ISLAMABAD, Jan 18: The “revolution” is over, its proponents have left but the filth they left behind was a great equaliser.

The mess on Jinnah Avenue ensured that there was one road in Islamabad that was now as dirty as the rest of Pakistan. A civic agency worker said that “We have never seen such litter in our lives.”

“We removed over 100 tons of garbage,” the spokesman for the civic agency told Dawn. A small crowd of CDA workers were busy removing the waste left on the avenue over four days. By 11am, they were visible everywhere, sweeping, picking up litter and tending to the poor trampled greenbelts.

Three men cleaned up and hoed a cluster of cactus. “They even broke these,” one of them said as he removed the crushed plant from the soil. There were little signs of the enthusiasm and the euphoria that was witnessed on Thursday night as people danced to celebrate the accord signing.

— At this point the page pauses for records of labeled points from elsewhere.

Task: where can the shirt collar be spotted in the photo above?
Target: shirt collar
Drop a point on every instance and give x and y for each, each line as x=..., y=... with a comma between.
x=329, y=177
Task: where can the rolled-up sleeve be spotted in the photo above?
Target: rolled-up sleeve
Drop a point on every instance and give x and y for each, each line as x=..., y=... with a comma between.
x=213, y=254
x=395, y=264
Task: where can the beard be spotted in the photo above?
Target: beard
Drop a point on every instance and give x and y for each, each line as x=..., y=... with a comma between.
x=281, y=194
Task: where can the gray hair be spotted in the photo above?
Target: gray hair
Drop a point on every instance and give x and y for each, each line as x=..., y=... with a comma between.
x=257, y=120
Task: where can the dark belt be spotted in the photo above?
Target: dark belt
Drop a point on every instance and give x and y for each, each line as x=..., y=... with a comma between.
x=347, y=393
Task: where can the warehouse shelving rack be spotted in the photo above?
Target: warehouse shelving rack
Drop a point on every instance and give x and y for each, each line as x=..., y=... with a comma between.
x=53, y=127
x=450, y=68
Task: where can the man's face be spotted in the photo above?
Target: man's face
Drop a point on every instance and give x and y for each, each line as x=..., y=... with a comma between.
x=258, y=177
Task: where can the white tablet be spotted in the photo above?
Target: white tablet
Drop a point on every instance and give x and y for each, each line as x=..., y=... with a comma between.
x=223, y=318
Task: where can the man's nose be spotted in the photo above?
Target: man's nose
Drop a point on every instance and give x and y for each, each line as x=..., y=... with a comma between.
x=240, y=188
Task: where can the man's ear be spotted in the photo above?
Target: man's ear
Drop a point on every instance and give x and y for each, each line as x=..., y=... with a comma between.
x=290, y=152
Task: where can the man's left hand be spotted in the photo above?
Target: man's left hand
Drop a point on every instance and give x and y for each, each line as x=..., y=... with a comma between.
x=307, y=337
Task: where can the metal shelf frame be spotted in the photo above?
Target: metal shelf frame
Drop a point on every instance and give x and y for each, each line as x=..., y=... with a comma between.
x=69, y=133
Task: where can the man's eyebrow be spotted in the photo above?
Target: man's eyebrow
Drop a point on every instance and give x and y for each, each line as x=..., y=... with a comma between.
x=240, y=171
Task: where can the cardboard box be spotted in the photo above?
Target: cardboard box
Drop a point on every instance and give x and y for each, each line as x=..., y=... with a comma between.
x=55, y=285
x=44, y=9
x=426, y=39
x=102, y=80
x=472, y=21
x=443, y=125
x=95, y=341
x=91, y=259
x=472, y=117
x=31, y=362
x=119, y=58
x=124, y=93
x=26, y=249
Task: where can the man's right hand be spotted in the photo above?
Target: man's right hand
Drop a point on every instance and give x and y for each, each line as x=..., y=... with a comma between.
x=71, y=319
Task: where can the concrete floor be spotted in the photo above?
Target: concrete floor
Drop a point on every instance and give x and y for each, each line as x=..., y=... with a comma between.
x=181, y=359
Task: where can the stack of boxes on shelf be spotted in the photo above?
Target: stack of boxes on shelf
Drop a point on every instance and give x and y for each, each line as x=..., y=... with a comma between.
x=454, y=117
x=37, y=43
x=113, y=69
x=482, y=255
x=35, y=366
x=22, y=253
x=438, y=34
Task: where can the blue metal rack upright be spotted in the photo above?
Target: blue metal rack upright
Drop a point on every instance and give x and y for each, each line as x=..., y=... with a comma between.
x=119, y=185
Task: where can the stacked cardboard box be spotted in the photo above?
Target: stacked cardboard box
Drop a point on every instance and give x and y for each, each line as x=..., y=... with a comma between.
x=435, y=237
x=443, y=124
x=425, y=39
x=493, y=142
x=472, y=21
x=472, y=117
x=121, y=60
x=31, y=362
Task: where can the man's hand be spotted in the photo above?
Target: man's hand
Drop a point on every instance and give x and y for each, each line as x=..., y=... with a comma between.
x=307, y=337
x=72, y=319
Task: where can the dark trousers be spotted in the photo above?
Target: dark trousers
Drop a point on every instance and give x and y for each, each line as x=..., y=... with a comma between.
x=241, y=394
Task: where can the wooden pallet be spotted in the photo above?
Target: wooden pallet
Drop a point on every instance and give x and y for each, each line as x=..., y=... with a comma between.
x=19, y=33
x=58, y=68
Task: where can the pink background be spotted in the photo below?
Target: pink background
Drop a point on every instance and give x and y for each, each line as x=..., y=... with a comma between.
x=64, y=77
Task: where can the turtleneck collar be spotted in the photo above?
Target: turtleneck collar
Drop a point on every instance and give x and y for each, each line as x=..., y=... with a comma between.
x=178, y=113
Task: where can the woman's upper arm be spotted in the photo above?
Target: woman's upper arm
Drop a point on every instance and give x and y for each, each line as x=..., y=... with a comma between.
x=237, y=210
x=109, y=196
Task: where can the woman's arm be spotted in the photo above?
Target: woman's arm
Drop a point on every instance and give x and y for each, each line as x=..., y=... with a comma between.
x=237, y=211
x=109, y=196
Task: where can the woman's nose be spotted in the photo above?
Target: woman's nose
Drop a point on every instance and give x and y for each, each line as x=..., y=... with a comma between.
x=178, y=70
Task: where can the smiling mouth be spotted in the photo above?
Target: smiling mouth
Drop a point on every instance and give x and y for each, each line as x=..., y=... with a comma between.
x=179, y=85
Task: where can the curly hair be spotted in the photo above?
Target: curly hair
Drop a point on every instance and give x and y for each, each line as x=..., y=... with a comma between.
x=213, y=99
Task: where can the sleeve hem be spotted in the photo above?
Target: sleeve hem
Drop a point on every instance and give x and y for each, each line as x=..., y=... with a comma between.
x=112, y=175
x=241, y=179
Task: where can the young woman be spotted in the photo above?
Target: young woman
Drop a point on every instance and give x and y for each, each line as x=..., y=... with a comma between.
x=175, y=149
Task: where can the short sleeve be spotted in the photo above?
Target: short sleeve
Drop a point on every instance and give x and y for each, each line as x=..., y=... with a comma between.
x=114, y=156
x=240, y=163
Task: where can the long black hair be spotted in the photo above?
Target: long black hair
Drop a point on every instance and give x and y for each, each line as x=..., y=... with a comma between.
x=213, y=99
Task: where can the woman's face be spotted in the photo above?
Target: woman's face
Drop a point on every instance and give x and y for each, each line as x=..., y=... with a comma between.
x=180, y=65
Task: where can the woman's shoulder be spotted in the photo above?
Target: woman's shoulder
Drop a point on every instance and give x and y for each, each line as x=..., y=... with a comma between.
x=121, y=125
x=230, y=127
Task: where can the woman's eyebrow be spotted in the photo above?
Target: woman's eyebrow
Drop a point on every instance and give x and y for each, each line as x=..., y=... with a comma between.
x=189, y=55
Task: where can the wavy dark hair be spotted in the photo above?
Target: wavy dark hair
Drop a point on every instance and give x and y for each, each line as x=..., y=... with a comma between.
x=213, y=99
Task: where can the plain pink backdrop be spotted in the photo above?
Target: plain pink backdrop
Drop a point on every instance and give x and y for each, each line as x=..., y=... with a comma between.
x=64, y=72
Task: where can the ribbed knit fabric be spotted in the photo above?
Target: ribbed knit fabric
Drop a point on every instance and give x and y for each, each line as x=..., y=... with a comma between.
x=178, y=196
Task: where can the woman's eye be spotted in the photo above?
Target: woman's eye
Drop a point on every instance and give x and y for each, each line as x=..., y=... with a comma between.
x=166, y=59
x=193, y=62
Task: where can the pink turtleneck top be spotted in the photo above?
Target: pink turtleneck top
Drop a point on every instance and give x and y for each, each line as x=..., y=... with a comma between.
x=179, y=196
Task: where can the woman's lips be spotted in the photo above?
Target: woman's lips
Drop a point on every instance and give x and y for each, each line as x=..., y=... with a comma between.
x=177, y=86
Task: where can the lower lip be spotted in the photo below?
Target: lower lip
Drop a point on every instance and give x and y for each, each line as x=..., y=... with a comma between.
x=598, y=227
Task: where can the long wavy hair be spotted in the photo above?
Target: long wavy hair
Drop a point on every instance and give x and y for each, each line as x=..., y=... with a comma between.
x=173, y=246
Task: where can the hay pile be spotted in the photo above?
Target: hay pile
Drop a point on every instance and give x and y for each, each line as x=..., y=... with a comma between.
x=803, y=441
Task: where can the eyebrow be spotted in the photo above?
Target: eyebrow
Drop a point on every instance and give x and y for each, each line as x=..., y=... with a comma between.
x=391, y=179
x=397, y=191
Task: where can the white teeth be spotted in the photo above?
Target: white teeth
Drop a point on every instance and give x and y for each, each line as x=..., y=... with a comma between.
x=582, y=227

Plastic bags of food, empty candy wrapped, cigarette and fruit juice cartons covered the road and the grass. The bags which had split open were providing a rice feast for the crows that were busy eating, impervious to the people passing by.

Young Pukhtoon boys picked through the littler as well, unaware that their poverty had led to the four-day dharna and serious negotiations for their future welfare. Small trucks full of the waste drove away as cranes lifted the containers blocking Embassy Road from Jinnah Avenue.

Shops – some of them – had put up their shutter, as the roads welcomed back their regular inhabitants. Shopkeepers, tradesmen and other who had stayed away for days were back, gazing indifferently at the operation clean up.

Men were everywhere. Now that the middle class women eager for a change had left, Pakistani had reclaimed public space. No women were visible except for a television journalist and the few young women who had turned up with other youngsters to help clean up.

A few groups of young students were helping clean up. Some of them wore ISF headbands while the other group walked on to the Avenue from Embassy Road, holding a banner announcing their intentions to clean up Islamabad.

Both the groups were surrounded by television cameras and journalists, still hungry for the latest story of the morning after.

In fact, the media was perhaps the only sign of a ‘change’ in society visible on the road – even those who come to clean up afterwards are ready to provide a sound bite and a visual shot.

“I want to see a clean Islamabad,” maintained Abdul Ahad, a student of 10th grade, adding that “all of my friends decided to pick up the garbage once the marchers left.

For Faryal Raza, a civil society activist, the road looked like a dumping site.

“Litter is everywhere and an offal site around the corner was stinking,” Ms Raza, 23, told Dawn. CDA worked quickly. By evening they had cleaned the place up.

“There was massive garbage around my shop and thanks to the authority’s quick action, the garbage was removed from the site,” maintained Raja Tahir Abbasi, a shop owner at Blue Area.

The spokesman maintained: “We are assessing the cost to the environment, especially the grass planted in the greenbelt, the plants and the grills along the Jinnah Avenue.”

The CDA officials took more than six hours to remove the garbage from the avenue. The verandas of a number of plazas along the boulevard were stinking because of the leftover.

“At the entrance of my bank, the CDA is using a tractor to remove the garbage which is in tons,” said Zeeshan Chaudhry, the operation manager of a multinational bank. “Nothing was damaged at our bank but a few flowerpots were broken. We have to carry out a cleanliness operation in the veranda of the building since it is stinking with the smell of rotten food,” he added.